Nat emailed me this morning with a message that this “social software” term I have been advocating for use with the Hula announcement appears to have some grab.
Social software is a broad term used to describe Internet-based software that facilitates group interaction. Social software connects people together intellectually and makes it possible to share and evolve ideas. Social software is not bound just by what features the tool provides, but also by social conventions and etiquette on how to use it appropriately. Such software includes email, Usenet, IRC, instant messaging, blogs, wikis, NNTP, folksonomy, and virtual online communities.

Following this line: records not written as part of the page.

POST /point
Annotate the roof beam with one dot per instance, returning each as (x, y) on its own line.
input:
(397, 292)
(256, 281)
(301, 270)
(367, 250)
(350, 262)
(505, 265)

In fact, I used that definition to state a case to Bryan Cardoza (my peer on the product management side) and Nat in some of our early meetings. After using the Wikipedia definition to convince them that “social software” was the right term for our vision of Hula, I told them that I had in fact re-written the Wikipedia definition the night before. (It’s all in the name of complete, albeit ex post facto, intellectual honesty.)
Looking smart for lifting someone else’s term is always fun. Giving appropriate credit where due, I picked up the term from Christopher Allen’s blog called Life With Alacrity, in which had an entry called “Tracing the Evolution of Social Software.”
Finally, for some in-depth insight into the early thinking behind Hula complete with strong language rarely seen in my blog and an allusion to Coleridge’s Ancient Mariner, I recommend you read this blog entry from Nat’s pre-Hula confidant Jamie Zawinski. That is in fact what Nat sent me in his email, stating that perhaps I actually do know what I’m talking about, Wikipedia aside.